Yanlış bir yalana inanmak her daim yarı yolda bırakır insanı lakin sağlam bir yalana inanmışsan, o yalana inanarak girdiğin her bir yol yeni bir pencere açar sana her defasında. O kadar çok yalan söylüyoruz ve duyuyoruz ki biri çıkıp kendi hakkında veyahut bizim hakkımızda doğru bir şey söyler diye titriyoruz korkumuzdan, ödümüz patlıyor adeta.

Ama şunu itiraf edelim hadi, en çok doğruyu kabullenip o şeyden vazgeçeceğimizden korkuyoruz değil mi? Hiç düşündün mü? Düşün, bak gör nasıl canın yanacak. Bir yalana sıkı sıkıya inanmak yapılacak en doğru eylem gibi gelmeye başlar, bana inan. 

En basiti, bütün doğrularını bezeyerek güzelim saçlarına asma bahçe yaptığın, yüzünde ılık rüzgarları estirdiğin sevdiklerine baksana, canın yanar. Gözümüzün içine bakarak yalan söylerler. Bilirsin de bir yandan da inanırsın. Çünkü onları kaybetme gerçeği bir jilet gibi keser bileklerini. 

Ne yapalım, onsuz bir demli çay içmek geçer, kitap okumak geçer, film izlemek geçer, zaman dahi iyi ya da kötü geçer lakin onsuz bir gülüş boğazına takılır. Yutkunamazsın, işte bu gülüş boğazından geçmez deyip bir ‘’eyvallah’’ çekersin duyduğun, gördüğün yalana..

Tüm mesela bu, gördün mü? Bir doğruyu kaldıramadığında, hafif çirkin olmasına rağmen makyajını güzel yapmış bir yalana inandırırsın kendini, sonra ise onu gerçekmiş gibi kılarsın. İnsanların birbirinde kalmasının, iletişimde olmasının en kolay ve de en karlı yoludur yalan köprüsü. Kimse geçiş ücreti ödemez çünkü. Sonra ise ‘’senin için onca yol yaptım ben’’ derler gönlün tek iktidarı onlarmış gibi.

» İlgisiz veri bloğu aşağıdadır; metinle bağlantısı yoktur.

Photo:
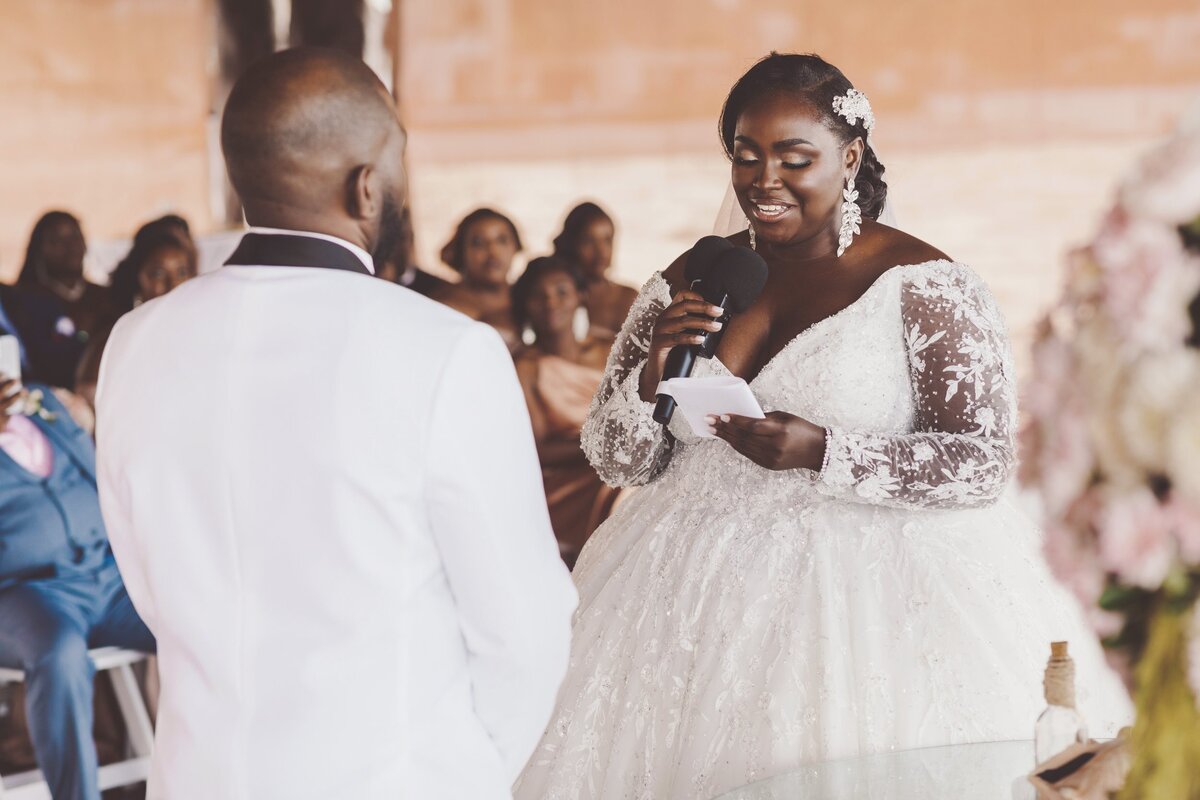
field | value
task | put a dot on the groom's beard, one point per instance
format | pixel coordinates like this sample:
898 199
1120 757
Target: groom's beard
391 228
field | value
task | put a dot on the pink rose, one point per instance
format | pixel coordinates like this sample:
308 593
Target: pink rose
1071 549
1145 280
1135 539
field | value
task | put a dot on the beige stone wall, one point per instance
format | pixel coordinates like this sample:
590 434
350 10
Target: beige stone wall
621 76
103 107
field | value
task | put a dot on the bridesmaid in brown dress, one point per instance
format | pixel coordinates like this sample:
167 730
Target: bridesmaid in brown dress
586 241
481 251
559 374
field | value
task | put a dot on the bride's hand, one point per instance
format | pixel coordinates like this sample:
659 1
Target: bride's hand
780 441
681 323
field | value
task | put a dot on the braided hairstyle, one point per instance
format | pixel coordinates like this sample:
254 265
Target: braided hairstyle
815 80
567 244
28 275
535 270
454 251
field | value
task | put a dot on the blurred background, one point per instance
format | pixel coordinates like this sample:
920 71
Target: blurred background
1003 125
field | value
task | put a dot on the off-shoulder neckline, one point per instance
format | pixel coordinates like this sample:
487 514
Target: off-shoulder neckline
886 275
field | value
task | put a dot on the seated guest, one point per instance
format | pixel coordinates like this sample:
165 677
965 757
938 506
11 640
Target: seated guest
60 593
172 224
162 258
481 251
586 241
53 269
559 374
48 346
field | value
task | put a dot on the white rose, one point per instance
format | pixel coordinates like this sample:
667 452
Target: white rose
1156 390
1183 446
1165 186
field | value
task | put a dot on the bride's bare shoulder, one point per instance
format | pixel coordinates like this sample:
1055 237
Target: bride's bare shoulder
892 247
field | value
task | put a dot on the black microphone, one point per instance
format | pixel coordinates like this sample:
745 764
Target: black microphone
732 280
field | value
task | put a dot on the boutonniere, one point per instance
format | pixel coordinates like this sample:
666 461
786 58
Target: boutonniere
34 405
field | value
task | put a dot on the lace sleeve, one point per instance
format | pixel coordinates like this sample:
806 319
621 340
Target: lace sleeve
621 438
963 449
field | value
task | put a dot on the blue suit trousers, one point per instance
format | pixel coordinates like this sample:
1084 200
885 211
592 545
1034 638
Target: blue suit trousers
46 629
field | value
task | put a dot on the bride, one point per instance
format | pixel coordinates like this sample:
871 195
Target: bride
845 576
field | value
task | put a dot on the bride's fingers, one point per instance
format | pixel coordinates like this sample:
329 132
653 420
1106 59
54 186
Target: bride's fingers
749 426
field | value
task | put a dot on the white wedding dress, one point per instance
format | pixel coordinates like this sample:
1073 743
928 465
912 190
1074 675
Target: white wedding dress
736 623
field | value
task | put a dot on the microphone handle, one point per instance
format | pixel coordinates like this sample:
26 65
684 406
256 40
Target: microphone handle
681 361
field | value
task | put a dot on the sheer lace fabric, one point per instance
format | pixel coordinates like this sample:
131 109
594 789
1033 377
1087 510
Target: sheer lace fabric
736 623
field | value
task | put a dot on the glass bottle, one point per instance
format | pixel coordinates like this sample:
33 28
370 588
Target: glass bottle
1060 726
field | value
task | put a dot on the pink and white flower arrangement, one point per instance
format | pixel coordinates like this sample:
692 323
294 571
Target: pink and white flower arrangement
1113 434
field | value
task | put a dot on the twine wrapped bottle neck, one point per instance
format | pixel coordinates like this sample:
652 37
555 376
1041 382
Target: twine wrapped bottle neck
1060 678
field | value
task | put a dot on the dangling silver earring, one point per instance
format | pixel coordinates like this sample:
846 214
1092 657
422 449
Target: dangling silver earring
851 216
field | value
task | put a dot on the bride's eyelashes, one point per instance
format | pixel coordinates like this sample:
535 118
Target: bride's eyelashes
742 161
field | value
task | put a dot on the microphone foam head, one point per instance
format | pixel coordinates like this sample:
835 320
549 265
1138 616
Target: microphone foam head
702 256
738 272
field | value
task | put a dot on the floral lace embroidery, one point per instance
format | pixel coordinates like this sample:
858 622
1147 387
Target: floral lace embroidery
961 450
621 438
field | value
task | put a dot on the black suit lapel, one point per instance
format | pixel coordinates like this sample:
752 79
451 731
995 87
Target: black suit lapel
285 250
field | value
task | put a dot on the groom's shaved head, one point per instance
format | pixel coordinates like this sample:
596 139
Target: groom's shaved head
299 126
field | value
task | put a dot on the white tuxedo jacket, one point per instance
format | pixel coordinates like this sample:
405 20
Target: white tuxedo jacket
324 497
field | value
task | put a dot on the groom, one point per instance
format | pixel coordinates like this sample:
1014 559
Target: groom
323 491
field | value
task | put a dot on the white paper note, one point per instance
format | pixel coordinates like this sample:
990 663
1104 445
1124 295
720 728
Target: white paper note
701 397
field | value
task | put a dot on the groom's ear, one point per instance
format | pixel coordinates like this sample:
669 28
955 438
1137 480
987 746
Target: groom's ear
853 155
364 193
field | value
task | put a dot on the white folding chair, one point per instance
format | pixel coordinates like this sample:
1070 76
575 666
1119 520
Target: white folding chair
135 769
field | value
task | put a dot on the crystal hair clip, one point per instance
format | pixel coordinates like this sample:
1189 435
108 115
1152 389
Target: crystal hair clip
852 107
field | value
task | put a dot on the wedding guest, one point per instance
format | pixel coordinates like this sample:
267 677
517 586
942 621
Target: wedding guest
53 269
401 266
561 374
481 251
39 324
162 258
60 591
586 240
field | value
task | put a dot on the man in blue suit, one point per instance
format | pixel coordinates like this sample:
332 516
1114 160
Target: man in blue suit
60 593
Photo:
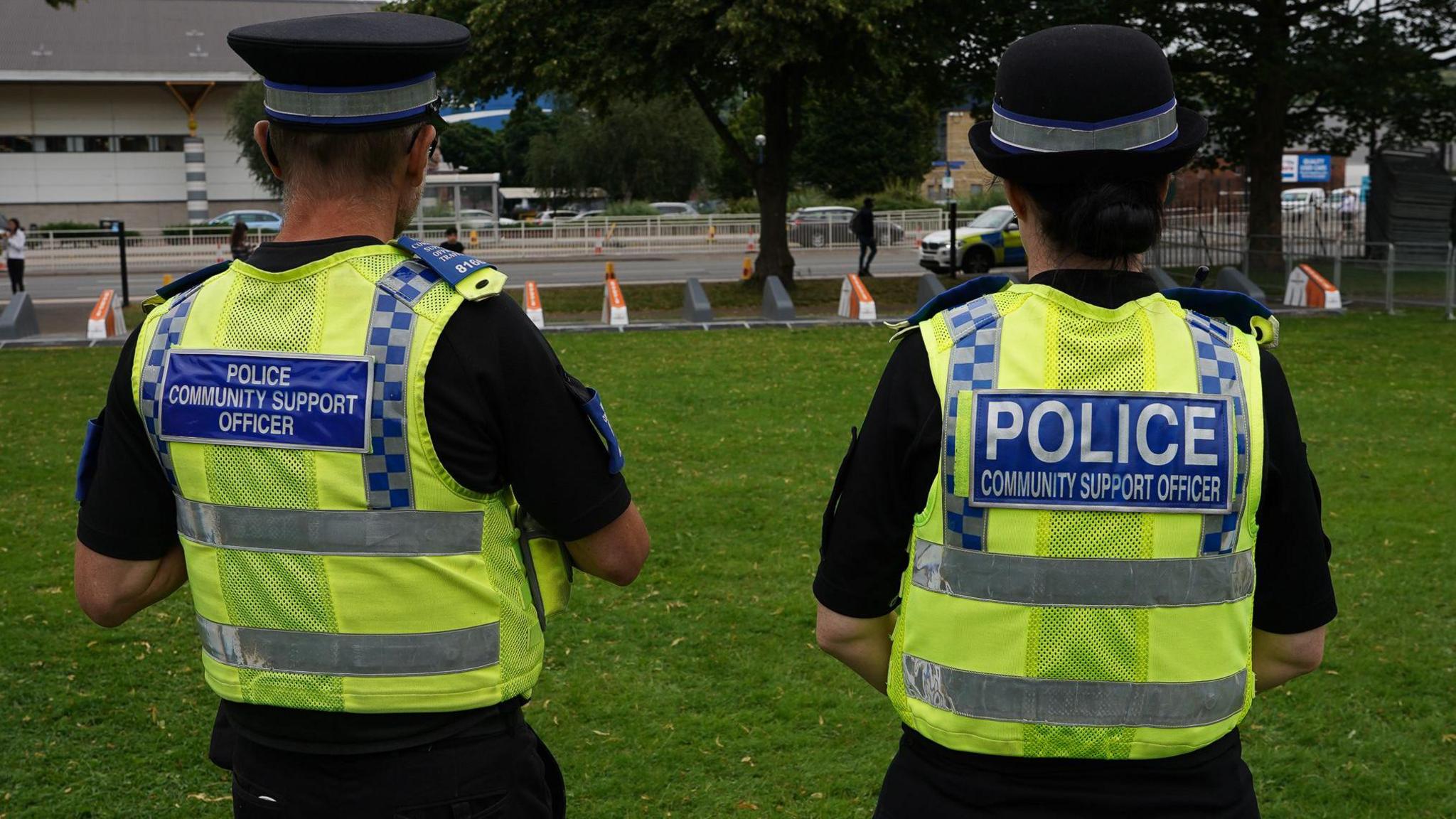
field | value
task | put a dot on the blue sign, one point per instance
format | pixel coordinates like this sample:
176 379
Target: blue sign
273 400
1101 451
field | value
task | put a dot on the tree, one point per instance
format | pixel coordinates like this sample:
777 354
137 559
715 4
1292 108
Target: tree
712 51
862 140
654 151
244 111
1282 73
465 144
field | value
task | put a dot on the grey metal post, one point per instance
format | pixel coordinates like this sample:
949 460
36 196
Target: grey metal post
1389 279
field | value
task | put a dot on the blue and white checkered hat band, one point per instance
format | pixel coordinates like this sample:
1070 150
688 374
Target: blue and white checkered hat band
1145 130
351 105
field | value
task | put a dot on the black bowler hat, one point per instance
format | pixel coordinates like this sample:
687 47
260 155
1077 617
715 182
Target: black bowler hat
350 72
1076 102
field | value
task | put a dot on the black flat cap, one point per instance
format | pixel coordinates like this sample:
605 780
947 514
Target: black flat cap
350 72
1086 101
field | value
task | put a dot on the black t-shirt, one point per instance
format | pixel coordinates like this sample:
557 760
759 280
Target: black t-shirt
500 412
887 474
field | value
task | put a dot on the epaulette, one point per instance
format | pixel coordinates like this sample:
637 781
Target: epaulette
472 279
1236 309
957 296
183 286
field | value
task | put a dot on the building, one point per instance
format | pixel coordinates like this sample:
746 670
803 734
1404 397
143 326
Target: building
954 148
118 108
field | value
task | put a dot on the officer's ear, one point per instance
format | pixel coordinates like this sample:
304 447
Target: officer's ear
265 144
419 151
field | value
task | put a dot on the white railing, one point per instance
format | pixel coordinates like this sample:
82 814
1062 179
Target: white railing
183 250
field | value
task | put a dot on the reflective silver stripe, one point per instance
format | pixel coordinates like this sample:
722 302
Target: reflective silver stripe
1049 139
353 655
1082 582
358 104
402 532
1074 701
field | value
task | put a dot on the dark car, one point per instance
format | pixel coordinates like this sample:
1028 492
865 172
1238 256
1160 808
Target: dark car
823 226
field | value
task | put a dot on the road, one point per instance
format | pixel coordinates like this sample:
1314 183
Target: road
548 273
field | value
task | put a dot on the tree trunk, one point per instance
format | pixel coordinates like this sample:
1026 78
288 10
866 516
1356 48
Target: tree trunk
1265 148
772 184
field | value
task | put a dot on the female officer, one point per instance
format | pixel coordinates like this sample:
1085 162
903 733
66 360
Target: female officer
1088 477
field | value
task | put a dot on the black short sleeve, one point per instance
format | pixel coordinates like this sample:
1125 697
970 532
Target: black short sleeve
1293 591
882 486
500 412
129 512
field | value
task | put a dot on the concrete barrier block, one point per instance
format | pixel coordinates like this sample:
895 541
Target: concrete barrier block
928 287
1161 279
18 319
695 302
1233 279
776 304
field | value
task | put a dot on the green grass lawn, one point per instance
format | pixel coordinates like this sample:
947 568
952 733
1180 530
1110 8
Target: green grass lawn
698 691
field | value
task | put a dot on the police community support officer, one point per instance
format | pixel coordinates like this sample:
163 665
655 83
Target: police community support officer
1093 474
325 442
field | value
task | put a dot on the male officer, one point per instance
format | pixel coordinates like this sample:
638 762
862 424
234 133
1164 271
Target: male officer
329 442
1086 474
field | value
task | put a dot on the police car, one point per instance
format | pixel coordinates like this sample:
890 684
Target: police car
990 240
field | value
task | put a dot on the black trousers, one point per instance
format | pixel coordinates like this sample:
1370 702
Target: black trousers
928 780
498 771
872 245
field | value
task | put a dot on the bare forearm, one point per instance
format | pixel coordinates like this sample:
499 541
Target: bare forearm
862 645
112 591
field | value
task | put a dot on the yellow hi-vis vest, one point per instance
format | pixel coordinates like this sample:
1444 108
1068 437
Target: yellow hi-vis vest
1081 580
334 563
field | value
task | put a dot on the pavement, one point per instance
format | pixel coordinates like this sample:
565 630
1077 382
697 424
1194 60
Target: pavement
547 273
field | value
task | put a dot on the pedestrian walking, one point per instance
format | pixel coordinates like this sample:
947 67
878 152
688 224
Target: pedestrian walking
1043 542
15 254
862 225
239 240
366 461
453 241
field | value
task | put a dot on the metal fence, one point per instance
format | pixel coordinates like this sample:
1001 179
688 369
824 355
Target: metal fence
178 251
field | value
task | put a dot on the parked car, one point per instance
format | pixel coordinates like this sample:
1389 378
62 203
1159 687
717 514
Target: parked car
1299 201
478 218
254 219
675 209
822 226
990 240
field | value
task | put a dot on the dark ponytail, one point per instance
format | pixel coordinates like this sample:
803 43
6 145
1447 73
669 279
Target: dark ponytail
1104 220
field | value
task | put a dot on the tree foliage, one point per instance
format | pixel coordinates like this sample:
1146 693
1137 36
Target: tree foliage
651 151
245 109
714 51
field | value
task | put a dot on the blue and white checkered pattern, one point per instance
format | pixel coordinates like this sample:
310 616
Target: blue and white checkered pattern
976 331
410 282
387 480
169 331
1219 375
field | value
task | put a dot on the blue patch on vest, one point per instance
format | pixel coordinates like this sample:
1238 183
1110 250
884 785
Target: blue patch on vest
599 419
1101 451
271 400
450 266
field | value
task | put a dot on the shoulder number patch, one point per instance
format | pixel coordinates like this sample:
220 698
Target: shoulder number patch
1098 451
271 400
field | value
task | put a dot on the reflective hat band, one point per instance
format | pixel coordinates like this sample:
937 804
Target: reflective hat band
350 105
1147 130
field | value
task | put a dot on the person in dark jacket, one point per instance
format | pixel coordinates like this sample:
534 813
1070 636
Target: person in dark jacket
864 228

Ve bir gün tüm o saraylar, köprüler, evler, yollar çöker. Altında ezilip kaldığın şey o beton yığınları değildir de küçücük bir gerçek olur. 

Kırılmış bir sazın, çırılçıplak sesinde duyarsın bir gerçeği ancak. Bir gerçeğe mahkum kaldığında anlarsın üstü örtülmüş yalana inandığını.. 

Biz, şimdi koşacağız yalanların olduğu yere doğru. Kandırılmış olmanın hafif sersemliği olacak üstümüzde bir müddet. Kimse sormayacak bize nereden geldiğimizi. Çünkü nerede yalnız kaldığından çok, nerede birleştiğin, nerede bir arada kaldığın önemli olacak oradakiler için. Herkesin yüzünde bambaşka bir surat.. Acılar içinde tebessüm edeceğiz birbirimize. 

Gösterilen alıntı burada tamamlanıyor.